UC San Diego

Cloud-FPGAs are an attractive option for accelerating consumer computation without the need to purchase a multi-thousand dollar device. The greatest strength of these devices, their reconfigurability, comes at a cost in terms of opening new attack vectors.

We first consider an attractive cloud-FPGA model that has garnered great commercial and academic interest for reducing costs and maximizing utilization: the virtualization of cloud-FPGA resources, called multi-tenancy. However, side-channel leakage poses a major security threat in multi-tenant FPGA environments. A tenant can instantiate a signal timing sensor that measures minute changes in the power distribution network and infer information about co-tenant computation. This work presents the Tunable Dual-Polarity Time-to-Digital Converter (TDC)—a signal timing sensor with three dynamically tunable parameters: the sample duration, clock phase, and frequency.

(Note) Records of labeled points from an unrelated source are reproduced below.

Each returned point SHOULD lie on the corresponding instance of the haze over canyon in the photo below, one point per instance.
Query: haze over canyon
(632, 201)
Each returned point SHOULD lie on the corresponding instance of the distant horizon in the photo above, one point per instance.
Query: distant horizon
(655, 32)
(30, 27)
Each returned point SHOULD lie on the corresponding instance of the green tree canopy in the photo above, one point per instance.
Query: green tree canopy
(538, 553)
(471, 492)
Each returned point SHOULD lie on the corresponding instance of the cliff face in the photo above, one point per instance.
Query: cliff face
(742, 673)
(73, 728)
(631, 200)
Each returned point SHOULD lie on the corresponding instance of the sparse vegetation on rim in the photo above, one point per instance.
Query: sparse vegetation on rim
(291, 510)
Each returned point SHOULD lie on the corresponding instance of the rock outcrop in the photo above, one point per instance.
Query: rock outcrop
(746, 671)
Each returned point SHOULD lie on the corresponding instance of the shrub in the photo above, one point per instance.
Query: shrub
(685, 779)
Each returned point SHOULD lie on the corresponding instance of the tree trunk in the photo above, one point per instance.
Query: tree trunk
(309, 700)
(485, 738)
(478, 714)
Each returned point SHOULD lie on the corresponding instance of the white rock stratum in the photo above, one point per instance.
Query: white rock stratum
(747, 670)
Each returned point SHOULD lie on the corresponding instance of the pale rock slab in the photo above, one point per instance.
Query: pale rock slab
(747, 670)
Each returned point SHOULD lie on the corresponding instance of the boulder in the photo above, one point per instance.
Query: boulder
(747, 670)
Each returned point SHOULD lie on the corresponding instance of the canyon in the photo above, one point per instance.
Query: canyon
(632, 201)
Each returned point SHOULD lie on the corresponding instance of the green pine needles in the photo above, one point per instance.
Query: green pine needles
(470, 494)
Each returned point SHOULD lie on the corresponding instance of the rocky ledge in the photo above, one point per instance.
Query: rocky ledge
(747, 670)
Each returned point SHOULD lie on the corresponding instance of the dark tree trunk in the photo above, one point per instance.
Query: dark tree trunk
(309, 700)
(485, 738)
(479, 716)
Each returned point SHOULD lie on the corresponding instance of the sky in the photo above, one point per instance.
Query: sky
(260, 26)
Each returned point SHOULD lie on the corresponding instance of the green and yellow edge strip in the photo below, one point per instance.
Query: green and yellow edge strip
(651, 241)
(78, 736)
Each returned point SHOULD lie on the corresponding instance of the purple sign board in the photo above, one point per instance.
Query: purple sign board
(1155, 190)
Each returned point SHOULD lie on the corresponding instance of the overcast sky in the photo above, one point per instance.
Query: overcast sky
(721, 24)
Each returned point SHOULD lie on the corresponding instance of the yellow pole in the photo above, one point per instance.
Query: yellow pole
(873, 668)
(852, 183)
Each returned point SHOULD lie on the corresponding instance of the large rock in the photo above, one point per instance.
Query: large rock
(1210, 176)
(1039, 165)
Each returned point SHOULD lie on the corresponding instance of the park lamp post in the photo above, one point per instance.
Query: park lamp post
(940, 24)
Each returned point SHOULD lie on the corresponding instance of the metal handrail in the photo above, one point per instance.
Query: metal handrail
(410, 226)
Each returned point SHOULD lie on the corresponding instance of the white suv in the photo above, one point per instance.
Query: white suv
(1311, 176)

Returning to the existing cloud-FPGA model, we present, to the best of our knowledge, the first remote measurement of bias temperature instability, a type of transistor degradation, on a commercial cloud-FPGA platform. We repurpose the same on-fabric TDC testing mechanism as before. A study is provided demonstrating this bias effect within the FPGA routing, characterizing its relationship to the number of transistors in the underlying tested element, and exploring its elastic nature, on three different architectures: PYNQ-Z2, ZCU102, AWS F1. We present a novel attack vector that leverages this effect in cloud-FGPAs, where a malicious user can extract secrets from previous user’s computation.